Two Distinguished Service Cross.

2LT Frank Luke, Jr, the “Arizona Balloon Buster”:

Two Distinguished Service Cross and the Medal of Honor.


The heck with doing a remake of “Top Gun”. A movie should be made of these two Brave young Men who sacrificed their lives for our Country.

Friendship. Gives new meaning to the term “Wingman”.

Salute to both Men.

Thank You, again, Mason, for doing an excellent job of researching and sharing these stories. You and Ed have become our Valor History TAH Teachers.

Never Forget.


BTW: I enjoy this “Twofer” better than Oscar Rodriguez’s “Twofer”…



Wilted Willy

Wow, what a great story! I don’t know how they got in the cockpit with those enormous clanking balls?

5th/77th FA

Outstanding write up on these two (2) Winged Warriors Mason. We are thoroughly enjoying these Valor Friday Posts. “…that such men lived.”

My final ex father-in-law (a damn good man that I highly respected) was a Hell diver driver in the closing days of WWII. Afterwards, he hired on with Eastern and knew and associated with Eddie Rickenbacker. It is reputed that Rickenbacker would tell his civilian pilots not to go all Frank Luke. He had much respect for the man.

You know he was a real Warrior when he used a 1911 to take out just a few more.


There is a post-WWI black & white film about aerial combat. “Wings” is the title. It may have been inspired by Wehner, Luke and Rickenbacker.
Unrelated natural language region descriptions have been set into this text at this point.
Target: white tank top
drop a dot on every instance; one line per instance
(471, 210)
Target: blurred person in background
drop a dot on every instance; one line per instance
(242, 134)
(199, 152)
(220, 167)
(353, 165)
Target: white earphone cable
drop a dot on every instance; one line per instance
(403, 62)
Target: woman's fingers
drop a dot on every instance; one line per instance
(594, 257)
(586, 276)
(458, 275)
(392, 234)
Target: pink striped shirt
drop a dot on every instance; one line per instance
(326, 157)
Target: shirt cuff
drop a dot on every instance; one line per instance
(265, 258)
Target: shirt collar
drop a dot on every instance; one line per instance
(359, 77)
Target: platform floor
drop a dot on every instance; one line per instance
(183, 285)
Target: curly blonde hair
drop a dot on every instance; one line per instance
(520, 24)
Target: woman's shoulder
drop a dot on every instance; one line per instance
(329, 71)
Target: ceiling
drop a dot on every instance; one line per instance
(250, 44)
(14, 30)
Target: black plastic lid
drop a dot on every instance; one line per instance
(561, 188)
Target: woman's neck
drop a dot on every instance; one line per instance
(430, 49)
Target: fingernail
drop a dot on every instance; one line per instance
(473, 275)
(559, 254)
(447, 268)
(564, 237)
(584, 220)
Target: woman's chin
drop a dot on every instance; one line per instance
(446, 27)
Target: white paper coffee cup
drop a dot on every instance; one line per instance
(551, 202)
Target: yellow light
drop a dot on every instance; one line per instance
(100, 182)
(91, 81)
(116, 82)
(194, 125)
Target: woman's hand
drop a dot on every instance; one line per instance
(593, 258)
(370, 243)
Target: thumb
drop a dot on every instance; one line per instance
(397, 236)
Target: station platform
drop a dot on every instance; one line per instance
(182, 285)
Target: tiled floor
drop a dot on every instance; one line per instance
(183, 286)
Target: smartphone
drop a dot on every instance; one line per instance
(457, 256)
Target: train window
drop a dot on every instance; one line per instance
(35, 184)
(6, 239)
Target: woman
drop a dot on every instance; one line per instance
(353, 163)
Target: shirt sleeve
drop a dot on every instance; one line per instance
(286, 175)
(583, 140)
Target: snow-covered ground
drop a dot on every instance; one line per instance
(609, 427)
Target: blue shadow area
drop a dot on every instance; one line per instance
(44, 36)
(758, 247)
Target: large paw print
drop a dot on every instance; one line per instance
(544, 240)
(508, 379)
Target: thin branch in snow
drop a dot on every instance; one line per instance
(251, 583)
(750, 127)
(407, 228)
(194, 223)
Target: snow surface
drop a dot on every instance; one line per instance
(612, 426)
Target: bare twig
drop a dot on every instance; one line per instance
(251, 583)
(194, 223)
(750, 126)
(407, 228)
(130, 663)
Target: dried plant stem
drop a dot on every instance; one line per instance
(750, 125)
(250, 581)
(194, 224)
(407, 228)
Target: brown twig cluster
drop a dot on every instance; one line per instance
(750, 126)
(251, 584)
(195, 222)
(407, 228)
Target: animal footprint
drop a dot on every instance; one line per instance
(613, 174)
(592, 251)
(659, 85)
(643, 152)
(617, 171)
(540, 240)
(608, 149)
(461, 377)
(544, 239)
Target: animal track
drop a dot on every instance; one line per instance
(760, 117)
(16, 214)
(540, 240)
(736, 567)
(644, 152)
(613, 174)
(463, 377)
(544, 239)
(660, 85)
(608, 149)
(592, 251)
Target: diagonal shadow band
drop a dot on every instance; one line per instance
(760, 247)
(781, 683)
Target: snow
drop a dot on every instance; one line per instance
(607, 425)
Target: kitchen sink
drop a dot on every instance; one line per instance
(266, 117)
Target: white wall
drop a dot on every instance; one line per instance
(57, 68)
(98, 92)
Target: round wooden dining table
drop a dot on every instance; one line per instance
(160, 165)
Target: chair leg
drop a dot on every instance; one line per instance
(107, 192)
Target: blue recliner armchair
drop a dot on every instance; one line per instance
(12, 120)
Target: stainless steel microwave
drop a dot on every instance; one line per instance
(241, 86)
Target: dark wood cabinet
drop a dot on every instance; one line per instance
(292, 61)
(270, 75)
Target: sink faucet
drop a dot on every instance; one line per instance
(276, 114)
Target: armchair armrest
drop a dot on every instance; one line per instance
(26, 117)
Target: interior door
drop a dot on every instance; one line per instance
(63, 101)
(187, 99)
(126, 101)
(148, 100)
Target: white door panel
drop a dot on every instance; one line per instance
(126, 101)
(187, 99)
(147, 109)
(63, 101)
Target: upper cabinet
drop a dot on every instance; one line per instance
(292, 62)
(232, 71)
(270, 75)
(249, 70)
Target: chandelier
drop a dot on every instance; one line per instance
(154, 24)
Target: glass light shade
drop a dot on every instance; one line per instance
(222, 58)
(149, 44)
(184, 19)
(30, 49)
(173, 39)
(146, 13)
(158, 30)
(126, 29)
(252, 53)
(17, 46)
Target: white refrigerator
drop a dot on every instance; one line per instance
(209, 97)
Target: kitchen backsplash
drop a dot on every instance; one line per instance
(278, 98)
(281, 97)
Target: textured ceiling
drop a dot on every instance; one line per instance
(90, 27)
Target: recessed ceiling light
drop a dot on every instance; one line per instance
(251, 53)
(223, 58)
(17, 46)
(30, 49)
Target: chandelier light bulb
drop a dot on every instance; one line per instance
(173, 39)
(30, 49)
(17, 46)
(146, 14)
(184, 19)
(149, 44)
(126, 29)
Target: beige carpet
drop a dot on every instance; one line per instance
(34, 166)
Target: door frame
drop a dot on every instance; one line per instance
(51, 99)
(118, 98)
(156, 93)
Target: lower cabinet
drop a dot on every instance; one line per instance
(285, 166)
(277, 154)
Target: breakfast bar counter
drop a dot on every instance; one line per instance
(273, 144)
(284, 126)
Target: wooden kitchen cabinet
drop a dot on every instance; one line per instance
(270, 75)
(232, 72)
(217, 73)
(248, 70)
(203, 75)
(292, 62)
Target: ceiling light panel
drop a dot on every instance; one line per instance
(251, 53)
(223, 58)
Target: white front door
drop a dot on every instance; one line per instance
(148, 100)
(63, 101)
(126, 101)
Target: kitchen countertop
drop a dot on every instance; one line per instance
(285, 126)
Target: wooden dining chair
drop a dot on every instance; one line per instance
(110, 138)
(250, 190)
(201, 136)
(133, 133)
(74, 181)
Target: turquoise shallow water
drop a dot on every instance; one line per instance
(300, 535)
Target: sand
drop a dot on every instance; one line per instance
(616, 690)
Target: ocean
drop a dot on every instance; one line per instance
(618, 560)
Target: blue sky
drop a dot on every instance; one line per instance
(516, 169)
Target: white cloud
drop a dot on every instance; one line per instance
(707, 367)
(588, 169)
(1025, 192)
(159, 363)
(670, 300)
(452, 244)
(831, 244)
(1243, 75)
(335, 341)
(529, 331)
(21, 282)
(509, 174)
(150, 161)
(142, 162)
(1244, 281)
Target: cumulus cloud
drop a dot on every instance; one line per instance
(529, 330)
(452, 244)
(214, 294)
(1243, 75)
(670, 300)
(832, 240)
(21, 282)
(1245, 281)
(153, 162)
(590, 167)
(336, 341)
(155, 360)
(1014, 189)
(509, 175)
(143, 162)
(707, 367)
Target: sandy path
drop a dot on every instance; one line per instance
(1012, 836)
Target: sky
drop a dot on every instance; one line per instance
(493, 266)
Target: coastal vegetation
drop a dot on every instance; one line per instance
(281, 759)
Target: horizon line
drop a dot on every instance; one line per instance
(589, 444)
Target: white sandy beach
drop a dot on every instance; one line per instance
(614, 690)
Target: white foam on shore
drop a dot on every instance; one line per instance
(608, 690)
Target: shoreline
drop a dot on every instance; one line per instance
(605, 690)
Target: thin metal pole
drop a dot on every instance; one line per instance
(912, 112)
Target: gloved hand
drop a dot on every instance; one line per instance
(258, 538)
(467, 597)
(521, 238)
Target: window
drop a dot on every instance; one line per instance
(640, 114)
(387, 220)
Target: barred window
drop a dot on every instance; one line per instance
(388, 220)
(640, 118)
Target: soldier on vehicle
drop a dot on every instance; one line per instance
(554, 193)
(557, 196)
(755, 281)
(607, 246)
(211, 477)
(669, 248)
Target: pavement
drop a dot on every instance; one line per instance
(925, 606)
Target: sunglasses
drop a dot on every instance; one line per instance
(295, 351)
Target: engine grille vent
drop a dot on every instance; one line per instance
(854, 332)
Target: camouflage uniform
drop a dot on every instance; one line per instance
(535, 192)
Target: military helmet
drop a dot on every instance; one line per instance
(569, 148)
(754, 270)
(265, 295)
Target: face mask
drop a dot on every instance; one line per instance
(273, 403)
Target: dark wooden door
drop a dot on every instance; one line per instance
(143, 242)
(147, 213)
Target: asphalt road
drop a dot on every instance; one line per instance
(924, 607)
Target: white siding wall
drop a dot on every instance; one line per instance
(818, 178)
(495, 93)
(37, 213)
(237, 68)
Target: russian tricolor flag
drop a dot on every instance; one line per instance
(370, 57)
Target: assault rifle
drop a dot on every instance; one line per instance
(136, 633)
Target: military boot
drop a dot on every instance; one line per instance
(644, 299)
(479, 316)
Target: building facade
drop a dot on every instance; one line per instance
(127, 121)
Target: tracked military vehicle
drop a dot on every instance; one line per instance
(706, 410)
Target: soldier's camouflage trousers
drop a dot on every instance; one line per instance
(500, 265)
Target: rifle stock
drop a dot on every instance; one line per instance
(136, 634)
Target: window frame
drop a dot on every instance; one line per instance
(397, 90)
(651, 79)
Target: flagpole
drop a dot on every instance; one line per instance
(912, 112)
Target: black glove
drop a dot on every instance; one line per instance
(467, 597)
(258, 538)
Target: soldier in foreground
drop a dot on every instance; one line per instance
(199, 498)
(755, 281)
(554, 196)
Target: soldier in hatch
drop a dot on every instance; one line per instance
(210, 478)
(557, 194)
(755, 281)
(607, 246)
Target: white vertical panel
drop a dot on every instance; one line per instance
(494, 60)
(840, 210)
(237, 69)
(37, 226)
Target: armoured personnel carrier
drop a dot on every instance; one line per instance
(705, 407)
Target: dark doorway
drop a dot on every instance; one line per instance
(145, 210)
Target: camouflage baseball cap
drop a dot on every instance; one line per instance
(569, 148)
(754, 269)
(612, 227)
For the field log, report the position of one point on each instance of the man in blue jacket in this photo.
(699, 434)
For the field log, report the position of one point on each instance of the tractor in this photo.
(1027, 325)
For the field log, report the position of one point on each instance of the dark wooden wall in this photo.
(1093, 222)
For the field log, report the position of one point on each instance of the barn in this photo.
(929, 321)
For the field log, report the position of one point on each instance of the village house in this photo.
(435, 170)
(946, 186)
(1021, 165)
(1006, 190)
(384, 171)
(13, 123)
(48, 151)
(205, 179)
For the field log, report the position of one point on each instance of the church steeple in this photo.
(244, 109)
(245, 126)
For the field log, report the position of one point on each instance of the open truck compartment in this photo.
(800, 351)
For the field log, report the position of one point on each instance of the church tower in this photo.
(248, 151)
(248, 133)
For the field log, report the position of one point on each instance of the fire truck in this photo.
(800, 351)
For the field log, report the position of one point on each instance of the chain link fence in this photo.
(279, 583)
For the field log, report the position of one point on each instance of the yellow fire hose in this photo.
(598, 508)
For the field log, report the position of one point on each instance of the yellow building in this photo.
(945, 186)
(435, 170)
But, yes, I agree, a movie about this would be worth the time and effort it takes to film it.

sgt. vaarkman 27-48thTFW

The “Dawn Patrol” with Errol Flynn and Basil Rathbone was a great WW1 aviation flic for a movie about those days

sgt. vaarkman 27-48thTFW

Frank Luke is one of the influences on me for joining the USAF. As well as Killer Kane and the Ploesti mission.
I had read these stories when I was an adolescent and had also built a model of his SPAD and a Neiuport, I still have that hobby and have thought of revisiting and doing WW1 aircraft.
, as a change up from doing F1 race cars, which I have been doing for the last few years.